In 1937 – about the same time HCSCC was getting off the ground – Lee spent months in Polk County and the surrounding area photographing the nascent sugarbeet industry. His photos depict the fields, the farmers and the migrant families who laid the groundwork for the region’s booming sugar industry today. The photos will be on display through March 14; the exhibition has been organized by Ken Mendez of the University of Crookston.

During the pandemic, between periods when guests were admitted under strict social distancing and mask protocols, the staff have divided their time between research and other projects that can be done from home and the first major remodel in the museum’s 40-year history.

The carpeted movable walls in the Main Gallery and Heritage Gallery have been replaced, Markus points out, with state-of-the-art panels to better show off precious artifacts and artwork. The museum area has also been wired with a new LED lighting system. “Not only does it protect artifacts from fading and light damage,” he explains. “The system is motion-sensitive. It shuts off the lights when no one is around, then turns them on when visitors enter the area. It’s going to save a lot of energy and money.”

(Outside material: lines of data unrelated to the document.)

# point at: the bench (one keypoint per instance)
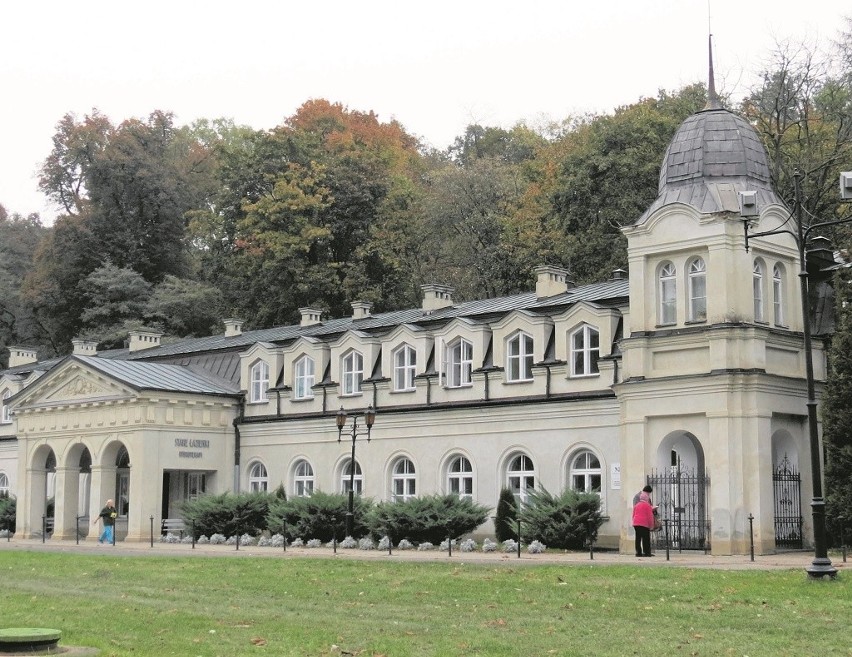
(173, 525)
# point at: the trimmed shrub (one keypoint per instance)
(228, 514)
(505, 524)
(430, 518)
(321, 516)
(564, 521)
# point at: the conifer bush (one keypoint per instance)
(228, 514)
(561, 521)
(429, 518)
(321, 516)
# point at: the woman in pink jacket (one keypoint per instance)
(643, 523)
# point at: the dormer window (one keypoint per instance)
(353, 373)
(585, 351)
(519, 358)
(304, 378)
(259, 382)
(404, 368)
(459, 363)
(697, 290)
(668, 294)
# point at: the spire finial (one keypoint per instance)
(712, 98)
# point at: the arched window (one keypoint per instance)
(778, 294)
(519, 358)
(6, 417)
(697, 290)
(521, 476)
(585, 351)
(668, 294)
(303, 479)
(304, 378)
(460, 477)
(347, 478)
(259, 382)
(585, 473)
(258, 479)
(404, 368)
(459, 363)
(757, 288)
(403, 481)
(353, 373)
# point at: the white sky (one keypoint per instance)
(434, 66)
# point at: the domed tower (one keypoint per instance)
(713, 384)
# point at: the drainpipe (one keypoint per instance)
(237, 421)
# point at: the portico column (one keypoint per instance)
(65, 503)
(34, 505)
(103, 489)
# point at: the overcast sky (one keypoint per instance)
(435, 67)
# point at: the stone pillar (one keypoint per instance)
(65, 503)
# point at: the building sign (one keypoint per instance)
(188, 448)
(615, 476)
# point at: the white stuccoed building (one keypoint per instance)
(687, 373)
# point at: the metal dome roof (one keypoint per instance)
(713, 156)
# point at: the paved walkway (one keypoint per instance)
(780, 561)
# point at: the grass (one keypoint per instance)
(221, 606)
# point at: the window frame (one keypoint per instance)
(459, 372)
(304, 479)
(303, 381)
(526, 476)
(587, 471)
(403, 480)
(352, 373)
(6, 415)
(404, 371)
(667, 291)
(258, 477)
(590, 355)
(519, 364)
(758, 275)
(697, 277)
(778, 289)
(357, 480)
(258, 382)
(460, 479)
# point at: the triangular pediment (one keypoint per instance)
(72, 382)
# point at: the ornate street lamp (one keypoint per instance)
(369, 418)
(821, 564)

Both projects are entirely underwritten by grants – the walls from the Margaret A. Cargill Philanthropies, which also funded board training, visitors surveys and a comprehensive interpretive plan; and the lighting by a donation from a faithful member and supporter.

Meanwhile, though, the pursuit of COVID history goes on. Markus himself has a story to share, along with a certain mask.

“My wife Megan was exposed at her work and tested positive,” he says. “I went to be tested, too, but mine was negative. She didn’t have any symptoms but quarantined at home for 10 days. Then she could go back – but, since I’d been exposed, I had to isolate myself for another 14 days.” He notes in an aside that 24 days in lock-down nearly drove him stir crazy – an observation worth chronicling.

If he submits that experience to the archive, he’ll add something extra. “When all this started, a mattress company was giving away free masks, so we went out to get them. They were made out of mattress fabric with elastic stapled to the sides.” His is definitely due for the COVID collection, along with other increasingly sophisticated models they couple has collected as the pandemic rolls on. But not quite yet: “We’re still using them.”